Vitória: A história real por trás do filme de Fernanda Montenegro, com Fábio Gusmão Dona Vitória com sua máquina, a que fez história no Rio de Janeiro / Foto: Fábio Gusmão

Vitória: A história real por trás do filme de Fernanda Montenegro, com Fábio Gusmão

Jornalista do Grupo Globo concede entrevista exclusiva ao MyNews e conta história que foi para as telonas em 2025

Neste mês de março, estreou nos cinemas o filme Vitória, estrelado pela atriz Fernanda Montenegro. A produção retrata a história de uma senhora que, cansada da criminalidade, documentou o tráfico de drogas, guardou as gravações em fitas e entregou tudo às autoridades.

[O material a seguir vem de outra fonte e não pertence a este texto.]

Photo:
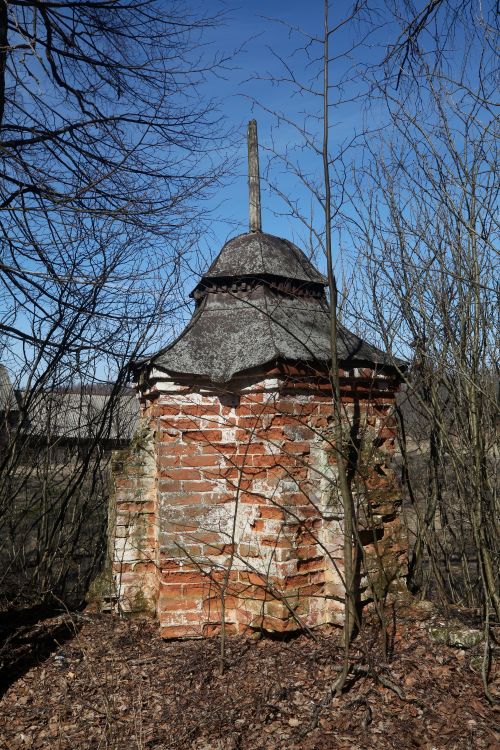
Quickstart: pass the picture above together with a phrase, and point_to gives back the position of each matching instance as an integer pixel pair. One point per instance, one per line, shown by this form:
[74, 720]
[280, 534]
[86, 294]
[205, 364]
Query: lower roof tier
[231, 334]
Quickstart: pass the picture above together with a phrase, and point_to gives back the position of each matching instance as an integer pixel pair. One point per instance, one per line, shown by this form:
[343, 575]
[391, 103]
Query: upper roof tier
[261, 301]
[261, 254]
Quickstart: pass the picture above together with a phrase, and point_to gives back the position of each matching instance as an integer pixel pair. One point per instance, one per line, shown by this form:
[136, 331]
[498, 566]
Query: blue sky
[249, 26]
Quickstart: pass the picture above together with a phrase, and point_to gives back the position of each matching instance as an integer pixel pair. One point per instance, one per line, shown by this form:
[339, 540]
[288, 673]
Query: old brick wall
[245, 511]
[133, 524]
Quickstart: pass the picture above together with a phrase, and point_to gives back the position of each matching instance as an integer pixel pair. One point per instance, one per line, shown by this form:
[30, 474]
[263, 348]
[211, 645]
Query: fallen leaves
[116, 684]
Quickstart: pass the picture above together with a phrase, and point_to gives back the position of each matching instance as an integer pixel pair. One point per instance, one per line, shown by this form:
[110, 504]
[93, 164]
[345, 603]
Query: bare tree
[107, 148]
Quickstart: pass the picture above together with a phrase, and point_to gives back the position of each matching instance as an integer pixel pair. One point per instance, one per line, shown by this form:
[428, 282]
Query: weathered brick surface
[234, 505]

Além do filme, a história também foi registrada em um livro, escrito pelo jornalista Fábio Gusmão, do Extra, do Grupo Globo. Em entrevista exclusiva ao MyNews, ele contou como conheceu Dona Vitória e como surgiu a ideia de transformar sua trajetória em um livro.

A origem da matéria e a repercussão

R: “Publicamos um caderno especial no dia 24 de agosto de 2005, contando toda a história. No início, tive dificuldades para escrever sem identificá-la e pedi ajuda ao editor. Foi Otávio Guedes, então editor executivo, quem sugeriu o nome Dona Vitória.

Logo após a publicação, a repercussão foi imensa, tanto no Brasil quanto no exterior. Muitas pessoas me procuraram com perguntas sobre ela, e foi então que decidi transformar a história em um livro. Escrevi em pouco mais de um mês, mas só conseguimos uma editora para publicação em 2006. No livro, além da história de vida dela, também compartilhei minha relação com Dona Vitória.”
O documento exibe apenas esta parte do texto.